My Papaw (Mama's Daddy) had a severe heart attack yesterday morning and passed away in the ambulance on the way to the hospital. It's been really sad dealing with the reality of the situation. I hadn't seen my Papaw in a while. Our family's relationship changed after my Memaw passed in 1991 and he remarried. Papaw moved from Southampton County down to Gates County in North Carolina. Everything was the same for a while but at some point he just stopped coming to the Vick family Thanksgiving and Christmas Eve events. I'm not really sure what happened I was too young probably to understand whatever adult drama transpired but I always thought maybe he just replaced us with his new wife's family.

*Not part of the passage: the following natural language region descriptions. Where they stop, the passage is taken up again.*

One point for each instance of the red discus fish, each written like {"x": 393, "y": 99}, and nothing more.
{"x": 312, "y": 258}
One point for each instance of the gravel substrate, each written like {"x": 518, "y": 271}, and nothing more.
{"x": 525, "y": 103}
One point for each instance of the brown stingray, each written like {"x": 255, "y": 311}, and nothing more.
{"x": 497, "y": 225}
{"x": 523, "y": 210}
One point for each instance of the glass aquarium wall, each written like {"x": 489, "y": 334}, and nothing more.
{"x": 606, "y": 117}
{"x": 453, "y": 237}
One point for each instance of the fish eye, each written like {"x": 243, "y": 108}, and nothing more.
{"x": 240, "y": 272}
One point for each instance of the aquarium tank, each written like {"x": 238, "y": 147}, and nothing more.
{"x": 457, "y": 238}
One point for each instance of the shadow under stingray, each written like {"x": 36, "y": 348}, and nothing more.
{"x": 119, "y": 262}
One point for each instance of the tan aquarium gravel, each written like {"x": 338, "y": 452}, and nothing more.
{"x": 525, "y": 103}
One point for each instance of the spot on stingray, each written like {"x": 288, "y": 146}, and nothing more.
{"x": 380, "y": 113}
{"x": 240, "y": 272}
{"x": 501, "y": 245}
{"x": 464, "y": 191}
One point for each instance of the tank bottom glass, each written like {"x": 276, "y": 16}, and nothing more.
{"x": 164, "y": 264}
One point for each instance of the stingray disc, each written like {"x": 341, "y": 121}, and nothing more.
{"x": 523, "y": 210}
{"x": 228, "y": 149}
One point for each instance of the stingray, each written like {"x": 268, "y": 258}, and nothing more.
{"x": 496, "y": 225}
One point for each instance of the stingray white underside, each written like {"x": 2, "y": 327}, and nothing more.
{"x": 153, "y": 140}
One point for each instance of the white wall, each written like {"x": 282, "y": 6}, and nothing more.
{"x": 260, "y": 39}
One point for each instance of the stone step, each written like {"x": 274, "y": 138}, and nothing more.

When we would go visit there weren't many pictures of us (his grandchildren) and I think somewhere I held resentment because of it. When we were young I spent as much time with my Mama's side of the family that I did with my Daddy's side of the family...which is hard to believe now. I'm still extremely close with some parts of the family but I haven't seen my Aunt Chelle's kids in years. Over the past few years we had been visiting more, but I still wish I would have seen him more than I did now. Life is so precious and you always feel that you'll have more time with people and then they are taken away. He had been having health issues and had to have both his legs amputated. Prior to this I remember the last Christmas Eve Papaw shared with us. It was at my Aunt Chelle's house and he brought his guitar and fiddle. He fiddled "Orange Blossom Special" and my Aunt Debbie and Mama danced around. We were all laughing and singing along with him. He was an amazing man. My Papaw was the state mandolin champion of Virginia in his younger days. He was so gifted with his hands: he could play any instrument and could build anything. I find peace knowing that he is no longer suffering and isn't in pain and that he went quick without being eat up with cancer (like my Memaw) or barely conscious hooked up to machines in the hospital (like my Pop). I know he is up there smiling down on us now fiddlin' and pickin' away :)



1 comment:

  1. I am sorry to hear about your Papaw. Losing someone is never easy no matter the relationship. Thinking of you!